TheChallenge of the Brightest

Today, the Washington Post is reporting that graduate schools have their own drop out problem.
U.S. high schools and doctoral programs share a problem: How do they keep their students enrolled long enough to get a degree?

According to the Council of Graduate Schools, doctoral students drop out at an average rate of 50 to 60 percent -- the same rate reported in some urban K-12 systems. (There are about 400,000 students enrolled in doctoral programs.) In some of the humanities, the completion rate is even lower.

[Snip]

At stake, some educators say, is America's tradition of world dominance in doctoral education, which has fueled research and innovation since the first PhDs were awarded in the United States in the 1880s.

Similar warnings have been made before, and some educators shrug off the latest ones. But Debra W. Stewart, council president and former university dean, said the need for a solution has never been so pressing.

With China, India and the European Union investing heavily in graduate education programs -- modeled after the U.S. system -- and with international applications down during this decade, Stewart said it is vital to keep U.S. students in the doctoral pipeline.
In truth, this is something that is not all that surprising. From very early on in our children's educational career, we simply fail to challenge our brightest students enough. Let's face it, American public schools fail three sets of students--the special needs children--those with learning or developmental disabilities, the poor/minority students--those on the lower rungs of the socio-economic ladder, and the truly intellectually gifted. Our schools are havens of mediocrity.

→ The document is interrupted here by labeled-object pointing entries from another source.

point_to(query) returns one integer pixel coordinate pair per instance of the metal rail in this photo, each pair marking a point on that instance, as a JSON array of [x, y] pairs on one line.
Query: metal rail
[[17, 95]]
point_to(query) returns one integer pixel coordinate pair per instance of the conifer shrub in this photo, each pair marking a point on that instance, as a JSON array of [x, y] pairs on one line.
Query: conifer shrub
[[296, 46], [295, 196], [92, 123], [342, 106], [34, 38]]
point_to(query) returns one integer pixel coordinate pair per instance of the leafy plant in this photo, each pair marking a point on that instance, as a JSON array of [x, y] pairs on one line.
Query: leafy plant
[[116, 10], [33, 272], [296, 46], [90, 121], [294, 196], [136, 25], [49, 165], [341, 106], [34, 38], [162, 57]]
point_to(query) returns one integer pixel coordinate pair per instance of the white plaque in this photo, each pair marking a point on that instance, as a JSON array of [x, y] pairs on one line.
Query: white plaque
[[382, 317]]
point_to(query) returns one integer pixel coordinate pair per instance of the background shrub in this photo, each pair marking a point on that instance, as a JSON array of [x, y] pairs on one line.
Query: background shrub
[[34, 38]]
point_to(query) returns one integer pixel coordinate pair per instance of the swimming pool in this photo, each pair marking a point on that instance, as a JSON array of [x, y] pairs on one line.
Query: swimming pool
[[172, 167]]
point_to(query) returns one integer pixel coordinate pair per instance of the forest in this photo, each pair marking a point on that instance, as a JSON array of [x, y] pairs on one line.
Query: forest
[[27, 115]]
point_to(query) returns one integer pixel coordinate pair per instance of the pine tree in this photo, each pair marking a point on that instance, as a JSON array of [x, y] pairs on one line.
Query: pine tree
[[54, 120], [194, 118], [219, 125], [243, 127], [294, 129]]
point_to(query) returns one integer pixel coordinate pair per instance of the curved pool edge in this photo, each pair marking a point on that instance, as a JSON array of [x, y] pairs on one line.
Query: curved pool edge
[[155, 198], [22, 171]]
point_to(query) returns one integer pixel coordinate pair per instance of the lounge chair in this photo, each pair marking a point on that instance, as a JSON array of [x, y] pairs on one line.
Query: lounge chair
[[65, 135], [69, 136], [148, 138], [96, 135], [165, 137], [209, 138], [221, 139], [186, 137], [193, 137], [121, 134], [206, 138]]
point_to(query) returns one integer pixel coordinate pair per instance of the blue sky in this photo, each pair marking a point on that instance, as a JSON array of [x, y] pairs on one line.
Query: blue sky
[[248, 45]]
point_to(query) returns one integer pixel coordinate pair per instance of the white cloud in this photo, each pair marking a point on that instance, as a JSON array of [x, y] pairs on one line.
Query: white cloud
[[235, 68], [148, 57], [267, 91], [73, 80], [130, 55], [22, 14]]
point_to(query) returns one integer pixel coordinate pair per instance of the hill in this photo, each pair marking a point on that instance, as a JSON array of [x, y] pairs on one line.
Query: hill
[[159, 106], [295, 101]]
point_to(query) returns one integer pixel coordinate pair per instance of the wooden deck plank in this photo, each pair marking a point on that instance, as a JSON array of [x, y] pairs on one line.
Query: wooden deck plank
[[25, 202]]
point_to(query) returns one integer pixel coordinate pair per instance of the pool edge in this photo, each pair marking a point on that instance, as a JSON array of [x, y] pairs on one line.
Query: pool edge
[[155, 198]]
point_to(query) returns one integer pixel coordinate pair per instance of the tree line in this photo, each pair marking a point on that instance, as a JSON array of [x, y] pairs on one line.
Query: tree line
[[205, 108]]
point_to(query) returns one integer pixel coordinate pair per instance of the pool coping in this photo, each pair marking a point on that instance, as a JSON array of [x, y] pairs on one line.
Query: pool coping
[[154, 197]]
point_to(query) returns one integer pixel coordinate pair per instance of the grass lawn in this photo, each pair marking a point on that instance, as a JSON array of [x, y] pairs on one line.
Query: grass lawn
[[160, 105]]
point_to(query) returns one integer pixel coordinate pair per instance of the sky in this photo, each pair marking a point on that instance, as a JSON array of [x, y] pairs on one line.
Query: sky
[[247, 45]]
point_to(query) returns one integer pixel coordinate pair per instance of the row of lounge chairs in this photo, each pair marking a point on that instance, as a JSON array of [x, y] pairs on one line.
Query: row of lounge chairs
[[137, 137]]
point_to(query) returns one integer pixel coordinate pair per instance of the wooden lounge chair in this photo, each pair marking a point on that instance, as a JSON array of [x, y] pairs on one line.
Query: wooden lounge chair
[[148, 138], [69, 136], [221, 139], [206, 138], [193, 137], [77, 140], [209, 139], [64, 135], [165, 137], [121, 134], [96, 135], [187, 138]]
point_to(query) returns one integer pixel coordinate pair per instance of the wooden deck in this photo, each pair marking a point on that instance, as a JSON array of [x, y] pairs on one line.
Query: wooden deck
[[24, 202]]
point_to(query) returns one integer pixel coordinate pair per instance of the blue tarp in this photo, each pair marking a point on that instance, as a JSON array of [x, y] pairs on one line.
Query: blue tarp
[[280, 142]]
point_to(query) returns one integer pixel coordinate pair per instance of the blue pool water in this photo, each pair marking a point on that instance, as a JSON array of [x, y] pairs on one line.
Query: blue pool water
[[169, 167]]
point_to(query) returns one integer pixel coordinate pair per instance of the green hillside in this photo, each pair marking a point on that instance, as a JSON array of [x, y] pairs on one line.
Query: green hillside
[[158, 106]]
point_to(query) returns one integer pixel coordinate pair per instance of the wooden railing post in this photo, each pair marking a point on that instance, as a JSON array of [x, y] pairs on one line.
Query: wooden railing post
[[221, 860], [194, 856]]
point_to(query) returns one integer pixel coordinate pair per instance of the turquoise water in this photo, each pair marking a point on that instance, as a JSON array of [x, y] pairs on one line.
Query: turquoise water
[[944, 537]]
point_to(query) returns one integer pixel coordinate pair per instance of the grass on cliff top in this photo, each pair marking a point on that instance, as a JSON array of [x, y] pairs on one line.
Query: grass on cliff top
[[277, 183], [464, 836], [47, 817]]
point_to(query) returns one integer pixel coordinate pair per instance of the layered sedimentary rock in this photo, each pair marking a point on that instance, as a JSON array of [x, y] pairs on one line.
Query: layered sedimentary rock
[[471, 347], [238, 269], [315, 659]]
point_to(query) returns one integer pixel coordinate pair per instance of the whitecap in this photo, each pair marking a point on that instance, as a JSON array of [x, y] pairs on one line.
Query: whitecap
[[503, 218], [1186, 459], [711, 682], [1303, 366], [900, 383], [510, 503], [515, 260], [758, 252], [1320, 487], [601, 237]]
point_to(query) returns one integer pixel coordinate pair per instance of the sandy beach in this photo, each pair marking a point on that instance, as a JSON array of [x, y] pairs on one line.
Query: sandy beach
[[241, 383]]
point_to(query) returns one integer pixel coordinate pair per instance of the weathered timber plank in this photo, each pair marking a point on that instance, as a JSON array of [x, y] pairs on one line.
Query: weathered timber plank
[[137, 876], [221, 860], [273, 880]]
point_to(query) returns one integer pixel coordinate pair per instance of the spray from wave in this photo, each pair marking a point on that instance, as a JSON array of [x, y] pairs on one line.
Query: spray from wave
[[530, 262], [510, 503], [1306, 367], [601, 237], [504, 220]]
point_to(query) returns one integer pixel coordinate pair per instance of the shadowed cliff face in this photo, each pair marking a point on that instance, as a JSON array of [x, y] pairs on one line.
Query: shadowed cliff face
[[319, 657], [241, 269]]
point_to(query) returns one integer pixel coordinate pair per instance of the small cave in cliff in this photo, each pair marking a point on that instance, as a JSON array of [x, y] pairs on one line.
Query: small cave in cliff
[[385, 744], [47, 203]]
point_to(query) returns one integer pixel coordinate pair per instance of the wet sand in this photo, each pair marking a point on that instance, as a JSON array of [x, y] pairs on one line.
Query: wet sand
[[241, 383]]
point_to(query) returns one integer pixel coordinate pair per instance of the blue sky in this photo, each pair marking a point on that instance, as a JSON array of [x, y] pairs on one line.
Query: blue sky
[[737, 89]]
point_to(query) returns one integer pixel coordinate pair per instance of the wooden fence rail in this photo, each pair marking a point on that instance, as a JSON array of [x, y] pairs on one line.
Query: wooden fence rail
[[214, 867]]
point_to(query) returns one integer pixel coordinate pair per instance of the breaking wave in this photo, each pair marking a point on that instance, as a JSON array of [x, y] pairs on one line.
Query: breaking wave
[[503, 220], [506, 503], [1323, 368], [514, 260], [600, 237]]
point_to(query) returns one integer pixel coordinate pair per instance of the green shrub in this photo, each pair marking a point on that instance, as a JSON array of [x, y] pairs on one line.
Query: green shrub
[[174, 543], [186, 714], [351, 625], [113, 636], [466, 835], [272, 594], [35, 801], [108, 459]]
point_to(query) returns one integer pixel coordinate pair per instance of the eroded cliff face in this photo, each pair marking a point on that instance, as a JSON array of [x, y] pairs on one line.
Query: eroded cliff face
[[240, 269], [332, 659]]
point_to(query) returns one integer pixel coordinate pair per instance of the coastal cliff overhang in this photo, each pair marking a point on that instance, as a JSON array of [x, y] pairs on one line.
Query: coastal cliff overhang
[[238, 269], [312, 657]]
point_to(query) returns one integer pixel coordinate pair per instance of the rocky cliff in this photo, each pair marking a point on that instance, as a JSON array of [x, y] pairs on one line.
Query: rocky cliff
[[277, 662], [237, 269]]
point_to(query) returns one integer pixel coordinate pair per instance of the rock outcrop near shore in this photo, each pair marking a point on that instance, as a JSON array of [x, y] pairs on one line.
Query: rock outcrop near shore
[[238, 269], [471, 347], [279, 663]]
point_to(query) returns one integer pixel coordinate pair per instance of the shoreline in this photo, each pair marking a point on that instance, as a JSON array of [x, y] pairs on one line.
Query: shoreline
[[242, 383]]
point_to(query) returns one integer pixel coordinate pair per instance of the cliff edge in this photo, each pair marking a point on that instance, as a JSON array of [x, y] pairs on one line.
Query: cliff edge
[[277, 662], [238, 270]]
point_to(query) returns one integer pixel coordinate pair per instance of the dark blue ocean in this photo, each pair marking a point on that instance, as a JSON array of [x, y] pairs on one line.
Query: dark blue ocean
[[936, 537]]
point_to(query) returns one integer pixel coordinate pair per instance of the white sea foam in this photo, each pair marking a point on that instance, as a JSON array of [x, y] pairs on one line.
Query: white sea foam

While all students should be tended to by the schools, the effort of most of education thought is on the first two groups of students--the special needs and the poor. But if the United States is to compete with the growing influence of Asian and Eurpean intellectual and scientific elite, we must do more to challenge our brightest children, for it is they and the dedicated few who will seek advanced degrees, PhDs and such. The American K-12 school system does little challenge the brightests students. I don't know how many times I have met or talked to students in advanced classes in high school who say they hardly ever study, yet continue to make high grades--only to have their reality destroyed when they reach college and continue on such a high difficulty path. Discouraged, these students muddle through college, get the Bachelor's (because of scholarship or parental payments) and never return.

Yet, I can't help but feel that if the students had been challenged from as early as elementary school, pushed to try harder and harder things, and taught that failure is just as much a great teacher as successes, then we might not be facing the challenges we have in graduate school completion. Of course, a pipeline of gifted students is only part of the graduate school problem--there are economic considerations (i.e. many Ph.D programs are expensive and when a gifted engineer can make solid six figures, why lose money by not working and pay for a Ph.D. program at teh same time), and prestige issues. Simply put, we as a nation do not treat our Ph.D. holders with the same respect as other nations.

The challenge schools systems and colleges face for the education of our brightest students is real. The fact that Ph.D. programs suffer a massive drop our rate is not surprising, but the root cause extends much farther back that undergraduate degrees.